Search For Posts

September 15, 2019

A Grave Matter (Part I)

So I went out to visit a friend in Califor-ni-ay. A guy I hadn’t seen in a while, but we grew up together best friends in middle and high school and had sorta kinda kept in touch afterwards. He asked me to come for a visit and since I had zero to the left going on at home I thought why not? My friend Jay asked me to come out there and maybe get in the movies.  I couldn’t see myself in the movies (I’m not THAT good looking LOL). I couldn’t make it as a stuntman either. I tried a stunt on my bike when I was like 12 or 13 and was damn lucky not to have killed myself. I would have liked to have been the kind of guy who falls off the horse and gets right back on...kinda like Paul Newman or one of those types, but I just wasn’t that type. I might have rode my bike one or two more times like some old Grandma riding around the block for exercise, then confined it to a corner of the garage and pretended I was too old and cool for bike riding. I mean I was getting my driver’s license in three of four years so who needed a bike now? But, that was then and this was now. 


I figured my friend lived out there in L.A. and probably had a place on the beach or at least a swimming pool to lay around by and check out the babes. So I pawned the guitar that I never learned to play and an amp and got a bus ticket out to L.A. and man that took a long time to get out there. I thought I was being thrifty and smart by not spending a little more and flying. Instead, I was cheap and dumb. That bus must have stopped in every god awful little town from Chicago to Los Angeles and it took FOREVER. At first, I thought it was kinda cool seeing the country one small town at a time, kinda like Kerouac on a Greyhound, but the novelty wore off real fast. It seemed like ON THE ROAD to hell. It snowed and rained and broiled on the way out there from the Loop and the thought of spending some more money on an airplane ticket sounded mighty good then.


But, I got there or somewhere...I was in kind of a haze when I arrived...and it wasn’t exactly what I pictured, but it was a bus station that was full of broken down looking old men, bag ladies, and a motley looking group of people of which I was one. What the hell did I expect? I called my friend to pick me up but Jay was working so he I had to sit around on a hard wooden bench for a few hours and people watch and dog watch and bum watch. When I thought he couldn’t take no more, Jay shows up with his Venice Beach tan. Jay said we’d go back to the apartment he had and have somethin’ to eat cause he just got off work and was starved. So we spent a lot of time parked on the ‘expressway’, rode down a lot of crooked dirty streets and passed a bunch of dirty people with no names and eventually got to his place. ‘Hell, I don’t think there is a swimming pool is there?” I wondered out loud. Jay said to shutup and that if I wanted that, I should have made richer friends and laughter filled the car. Maybe we could hit the beach that weekend and I could work on getting a sriracha red California sunburn.
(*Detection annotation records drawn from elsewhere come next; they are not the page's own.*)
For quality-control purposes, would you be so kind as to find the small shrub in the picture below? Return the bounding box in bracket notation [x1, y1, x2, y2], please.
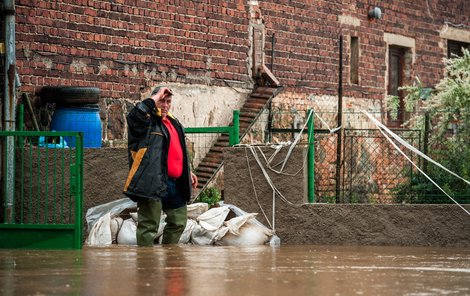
[196, 187, 221, 207]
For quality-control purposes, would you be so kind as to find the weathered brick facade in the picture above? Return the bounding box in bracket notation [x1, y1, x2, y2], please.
[12, 0, 470, 139]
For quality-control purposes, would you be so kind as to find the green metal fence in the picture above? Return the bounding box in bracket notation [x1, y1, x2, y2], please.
[0, 131, 83, 249]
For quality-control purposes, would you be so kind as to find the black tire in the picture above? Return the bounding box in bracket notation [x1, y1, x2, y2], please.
[39, 86, 100, 106]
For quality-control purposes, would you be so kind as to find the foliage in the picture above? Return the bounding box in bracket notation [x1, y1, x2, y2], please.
[197, 187, 221, 207]
[390, 50, 470, 203]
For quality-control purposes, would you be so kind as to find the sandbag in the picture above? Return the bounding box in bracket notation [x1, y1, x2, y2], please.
[85, 198, 137, 232]
[224, 213, 257, 235]
[109, 217, 124, 244]
[215, 223, 273, 246]
[178, 219, 197, 244]
[191, 224, 228, 246]
[117, 218, 137, 246]
[86, 213, 113, 246]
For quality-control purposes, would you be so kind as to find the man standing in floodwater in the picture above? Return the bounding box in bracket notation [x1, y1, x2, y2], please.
[124, 86, 197, 246]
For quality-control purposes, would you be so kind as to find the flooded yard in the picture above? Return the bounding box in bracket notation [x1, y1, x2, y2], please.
[0, 245, 470, 296]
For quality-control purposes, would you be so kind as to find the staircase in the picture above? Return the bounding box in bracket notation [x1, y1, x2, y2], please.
[196, 86, 283, 191]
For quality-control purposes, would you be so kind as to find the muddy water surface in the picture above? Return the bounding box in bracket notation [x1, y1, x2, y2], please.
[0, 246, 470, 296]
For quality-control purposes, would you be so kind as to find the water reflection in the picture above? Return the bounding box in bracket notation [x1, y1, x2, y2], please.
[0, 245, 470, 296]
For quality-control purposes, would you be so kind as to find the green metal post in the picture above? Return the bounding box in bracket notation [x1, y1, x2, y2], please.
[229, 110, 240, 146]
[307, 109, 315, 203]
[16, 104, 24, 149]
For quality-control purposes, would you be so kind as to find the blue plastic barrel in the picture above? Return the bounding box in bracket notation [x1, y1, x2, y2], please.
[51, 107, 101, 148]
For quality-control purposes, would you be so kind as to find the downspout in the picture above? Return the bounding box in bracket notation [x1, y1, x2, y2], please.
[2, 0, 16, 223]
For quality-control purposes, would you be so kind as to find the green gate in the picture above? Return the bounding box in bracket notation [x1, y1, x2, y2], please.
[0, 131, 83, 249]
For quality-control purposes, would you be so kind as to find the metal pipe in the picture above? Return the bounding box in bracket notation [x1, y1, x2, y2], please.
[3, 0, 16, 223]
[335, 35, 343, 203]
[307, 109, 315, 203]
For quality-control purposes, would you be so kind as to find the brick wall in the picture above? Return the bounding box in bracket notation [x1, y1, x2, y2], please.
[16, 0, 470, 138]
[16, 0, 249, 99]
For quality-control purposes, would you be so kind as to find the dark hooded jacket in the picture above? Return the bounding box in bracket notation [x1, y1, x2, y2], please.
[124, 98, 191, 201]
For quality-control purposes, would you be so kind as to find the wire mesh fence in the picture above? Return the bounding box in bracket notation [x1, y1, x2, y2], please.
[185, 109, 470, 203]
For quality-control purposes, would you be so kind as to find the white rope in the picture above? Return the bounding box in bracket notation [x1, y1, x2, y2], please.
[245, 147, 274, 231]
[362, 111, 470, 185]
[247, 145, 303, 207]
[281, 111, 313, 172]
[362, 111, 470, 215]
[314, 112, 341, 134]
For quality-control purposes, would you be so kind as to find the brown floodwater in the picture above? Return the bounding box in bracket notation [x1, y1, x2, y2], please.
[0, 245, 470, 296]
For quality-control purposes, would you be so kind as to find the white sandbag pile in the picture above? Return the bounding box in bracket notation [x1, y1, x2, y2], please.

Jay lived up on the third floor of a four floor building that had seen better days but was still okay, sorta. There wouldn’t be any gunshots going off in the middle of the night at least. Luckily, the cramped, dirty, dingy, and occasionally working elevator was in a good mood. His place was a one bedroom decorated in early Goodwill and curbside. There was a cot in one corner. “That’s your bed man.” said Jay. “OK, thanks, looks good to me after being scrunched up on that bus for four days” I said while I secretly wondered if I could ever get to sleep on such a god awful thing. “So what do you do for fun?” I asked hoping to be blown away by an answer like picking up girls at the beach and bringing them back to the apartment. “Not much man, just get up, go to work, come back here and lay around. I don’t make enough money to do much. I gotta work a second job sometimes, but the weather is better and people are more...I don’t know” his voice trailing off. Wow, that sounded exciting. But Jay made some decent tasting spaghetti and there was some beer, and after all I was worn down, wore out, worn away, and just wanted to get some sleep. I could wait on the excitement until another night or two. It was hot because the A/C was broke but I was too exhausted to complain and I was knocked out in no time. It couldn’t felt better if it was a Waldorf Astoria suite.